The polyesters were prepared by the two-stage melt polycondensation method (esterification and polycondensation) in a glass batch reactor. For the preparation of PET (Scheme 1a) the proper amounts of DMT and EG at a molar ratio of diester/EG = 1/2.2 were charged into the reaction tube of the polyesterification apparatus. For the synthesis of PEF (Scheme 1b), a higher molar ratio was used (DMF/EG = 1/3). TBT (400 ppm) was added as catalyst and the apparatus with the reagents was evacuated several times and filled with argon in order to remove the whole oxygen amount. The reaction mixture was heated at 190 °C under argon atmosphere and stirring at a constant speed (350 rpm). For the synthesis of PEF the reagents were first heated at 160 °C under argon atmosphere for 2 h at 170 °C for additional 2 h and finally at 180–190 °C for 1 h. This first step (transesterification) is considered to complete after the collection of almost all the theoretical amount of CH3OH, which was removed from the reaction mixture by distillation and collected in a graduate cylinder.
In the second step of polycondensation, vacuum (5.0 Pa) was applied slowly over a period of time of about 30 min to remove the excess of diols and to avoid excessive foaming and furthermore to minimize oligomer sublimation, which is a potential problem during melt polycondensation. The temperature was gradually increased (1 h) for PET synthesis to 280 °C while stirring speed was increased at 720 rpm. The polycondensation continued for about 120 min at 280 °C. For PEF synthesis the temperature was slowly increased from 190 °C to 220 °C while stirring speed was increased at 720 rpm. The reaction continued at this temperature for 2 h and after that time the temperature was increased to 235 °C for 2 h and at 250 °C for additional 2 h. Following the completion of the polycondensation reaction, polyesters were easily removed, milled and washed with methanol.
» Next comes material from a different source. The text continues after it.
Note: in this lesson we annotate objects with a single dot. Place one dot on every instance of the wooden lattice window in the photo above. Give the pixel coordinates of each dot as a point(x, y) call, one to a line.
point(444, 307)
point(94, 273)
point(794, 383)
2.4. Preparation of Blends

PET and PEF samples were synthesized by applying the melt polycondensation method. Then, PET-PEF blends were prepared by using the solvent method. A mixture of Chloroform/Trifluoroacetic acid 5/1 v/v was used as the mutual solvent of the two polymers. The blends were then removed from the solution as white powder by adding excess of methanol. The samples were annealed at 160 °C for 2 h prior to testing to enhance their crystallinity.

2.5. Polyester Characterization

2.5.1. Wide Angle X-Ray Diffraction Patterns (WAXD)

X-ray diffraction measurements of the samples were performed using a MiniFlex II XRD system from Rigaku Co, with CuKα radiation (λ = 0.154 nm) in the angle 2θ range from 5 to 60 degrees.

2.5.2. Differential Scanning Calorimetry (DSC)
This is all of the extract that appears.